Para os povos primitivos, quando algo não dava certo, apelava-se aos deuses, sacrificando animais e até mesmo pessoas para aplacar a ira de seus deuses. O povo hebreu adotou esta prática e desenvolveu uma complexidade de ritos, como se encontra explicitado no livro do Levítico. Assim, quando o povo pecava, os sacerdotes sacrificavam uma vítima – bois, cordeiros, cabritos, aves – como expiação de sua infidelidade. Retornava-se assim a paz. Já os cristãos crêem que Jesus tornou-se o cordeiro que tomou sobre si todos os pecados.
Nossa sociedade tecnológica, não obstante todos seus avanços, ainda necessita de vítimas expiatórias. A Síntese de Indicadores Sociais do IBGE divulgou semana passada que há 2,1 milhões de crianças entre 7 e 14 anos no país que, embora freqüentem a escola, continuam analfabetas. Alarde geral! De quem será a culpa? Vamos à lei.
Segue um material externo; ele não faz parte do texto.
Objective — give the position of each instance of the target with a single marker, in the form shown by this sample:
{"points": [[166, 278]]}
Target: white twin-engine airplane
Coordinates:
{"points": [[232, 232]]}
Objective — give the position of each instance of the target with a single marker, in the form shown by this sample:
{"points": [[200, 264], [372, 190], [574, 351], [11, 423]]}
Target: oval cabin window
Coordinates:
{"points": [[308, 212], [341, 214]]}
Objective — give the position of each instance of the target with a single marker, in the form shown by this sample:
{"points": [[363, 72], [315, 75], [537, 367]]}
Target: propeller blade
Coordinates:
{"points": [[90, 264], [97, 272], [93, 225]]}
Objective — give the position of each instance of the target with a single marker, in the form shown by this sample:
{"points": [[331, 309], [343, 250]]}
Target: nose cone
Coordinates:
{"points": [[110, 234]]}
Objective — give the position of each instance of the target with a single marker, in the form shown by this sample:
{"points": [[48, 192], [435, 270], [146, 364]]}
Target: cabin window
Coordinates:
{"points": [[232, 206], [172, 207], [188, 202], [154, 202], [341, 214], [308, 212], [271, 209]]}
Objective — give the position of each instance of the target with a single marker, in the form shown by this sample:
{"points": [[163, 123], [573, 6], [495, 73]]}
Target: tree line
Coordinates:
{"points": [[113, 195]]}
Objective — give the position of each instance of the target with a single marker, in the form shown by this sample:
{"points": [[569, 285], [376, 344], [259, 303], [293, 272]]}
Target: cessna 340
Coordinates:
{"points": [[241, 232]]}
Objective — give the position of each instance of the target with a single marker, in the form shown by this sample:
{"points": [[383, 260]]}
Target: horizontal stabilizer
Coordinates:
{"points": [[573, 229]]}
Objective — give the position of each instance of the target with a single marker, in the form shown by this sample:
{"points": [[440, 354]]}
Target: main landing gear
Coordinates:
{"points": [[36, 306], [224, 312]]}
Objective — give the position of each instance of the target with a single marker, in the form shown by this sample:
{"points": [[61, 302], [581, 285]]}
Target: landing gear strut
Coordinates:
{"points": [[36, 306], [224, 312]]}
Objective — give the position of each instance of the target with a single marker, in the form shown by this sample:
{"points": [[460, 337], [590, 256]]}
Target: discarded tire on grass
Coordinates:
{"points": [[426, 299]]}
Segundo a LDB (Lei de Diretrizes e Bases da Educação), “a educação abrange os processos formativos que se desenvolvem na vida familiar, na convivência humana, no trabalho, nas instituições de ensino e pesquisa, nos movimentos sociais e organizações da sociedade civil e nas manifestações culturais.” (Art. 1º) O artigo 2º prossegue afirmando que “a Educação [é] dever da família e do Estado”
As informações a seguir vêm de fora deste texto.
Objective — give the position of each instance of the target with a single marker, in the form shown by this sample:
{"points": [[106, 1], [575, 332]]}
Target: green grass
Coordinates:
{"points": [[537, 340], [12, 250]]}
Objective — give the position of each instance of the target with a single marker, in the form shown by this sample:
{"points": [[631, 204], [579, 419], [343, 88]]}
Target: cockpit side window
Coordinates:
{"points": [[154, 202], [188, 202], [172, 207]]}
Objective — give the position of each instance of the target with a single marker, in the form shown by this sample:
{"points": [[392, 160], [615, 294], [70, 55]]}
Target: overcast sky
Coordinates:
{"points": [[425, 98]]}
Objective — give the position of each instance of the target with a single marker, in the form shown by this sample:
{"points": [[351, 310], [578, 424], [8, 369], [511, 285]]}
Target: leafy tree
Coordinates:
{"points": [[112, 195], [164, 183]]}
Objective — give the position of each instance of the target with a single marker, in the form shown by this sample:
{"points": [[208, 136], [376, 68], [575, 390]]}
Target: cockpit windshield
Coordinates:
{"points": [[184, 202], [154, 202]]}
Pois bem, o texto é claro. A educação perpassa toda a sociedade, especialmente a família, o Estado e as instituições de ensino. Se o resultado não está dentro do esperado, presume-se que todos devam repensar suas atitudes, assumir suas culpas, e buscar novas ações. Vamos então aos envolvidos.
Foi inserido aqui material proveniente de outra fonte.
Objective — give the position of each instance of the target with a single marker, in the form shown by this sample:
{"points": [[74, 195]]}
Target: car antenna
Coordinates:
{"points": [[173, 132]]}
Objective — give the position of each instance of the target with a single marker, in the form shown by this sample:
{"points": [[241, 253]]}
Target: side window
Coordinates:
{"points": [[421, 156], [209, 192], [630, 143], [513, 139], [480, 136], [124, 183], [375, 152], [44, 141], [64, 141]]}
Quando eu era aluno, todo mundo sabia que quem repetia de ano não havia estudado. Ai de mim se falar isso hoje. A culpa não pode ser do aluno. Ele vai ficar traumatizado. Vivemos em um novo tempo. O estudante é o centro do processo educativo. Ele recebe os livros de graça, além do caderno, da caneta, do lápis, da borracha, da régua, da blusa, do tênis, da merenda... E ao professor cabe o ensinar. Deveres? Esse capítulo ainda não lhes foi ensinado, talvez no próximo ano.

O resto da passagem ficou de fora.